Mas quem imaginaria que por trás desse exterior descrente e mordaz residia um talento extraordinário para o horror literário? Enquanto ganhava notoriedade por suas sátiras e pelo Dicionário do Diabo, Bierce emergia silenciosamente como um dos mestres do conto de terror americano, ao lado de nomes como H.P. Lovecraft e Edgar Allan Poe.
O mistério permeava sua vida desde o nascimento em uma casa impregnada de atmosfera sombria em Ohio, até sua partida enigmática para o México. Sua família excêntrica, com um pai fanático religioso e a peculiar tradição de batizar os filhos com nomes iniciados pela letra ‘A’, moldou sua infância e juventude. A influência de figuras como o tio aventureiro, Lucius Verus, despertou sua mente inquisitiva e o preparou para os desafios que viriam.
Bierce mergulhou de cabeça na Guerra Civil Americana, onde sua bravura e habilidades estratégicas o destacaram. Seu serviço militar o conduziu a cenários de batalha onde enfrentou o perigo com coragem e decisão, até ser ferido gravemente em combate. Recuperado, sua jornada o levou ao Oeste selvagem, explorando territórios desconhecidos ao lado do general William Hazen.
O jornalismo tornou-se sua voz, e em São Francisco, suas palavras eram temidas e respeitadas.
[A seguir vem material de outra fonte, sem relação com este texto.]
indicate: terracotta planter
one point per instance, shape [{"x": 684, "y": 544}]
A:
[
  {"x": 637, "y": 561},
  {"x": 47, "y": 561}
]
O sarcasmo afiado de suas colunas e editoriais fazia dele um alvo constante, mas também um ícone da imprensa. Sua parceria tumultuada com William Randolph Hearst marcou uma era no jornalismo americano, onde seus escritos incisivos agitavam a sociedade.
Por trás da figura pública, Bierce enfrentava suas próprias tragédias pessoais. A perda de entes queridos, conflitos familiares e uma espiral descendente no álcool revelavam a complexidade de sua alma atormentada. O próprio Bierce parecia ser seu próprio personagem, um enigma vivo cuja mente vagava entre o ceticismo e a morbidez.
Seu talento literário florescia em meio ao caos de sua vida pessoal. Contos de horror e reflexões sombrias ecoavam suas próprias inquietações, enquanto ele explorava os recantos mais escuros da psique humana. Sua obsessão pelos desaparecimentos e sua premonição da morte pairavam sobre suas narrativas, desafiando a fronteira entre realidade e ficção.
E então, como se cumprisse um destino profético, Bierce desapareceu no México, deixando para trás uma aura de mistério que perdura até hoje. Suas histórias, tão enigmáticas quanto sua própria vida, continuam a assombrar e intrigar, desafiando a compreensão humana e reforçando seu status como um dos grandes mestres da literatura americana.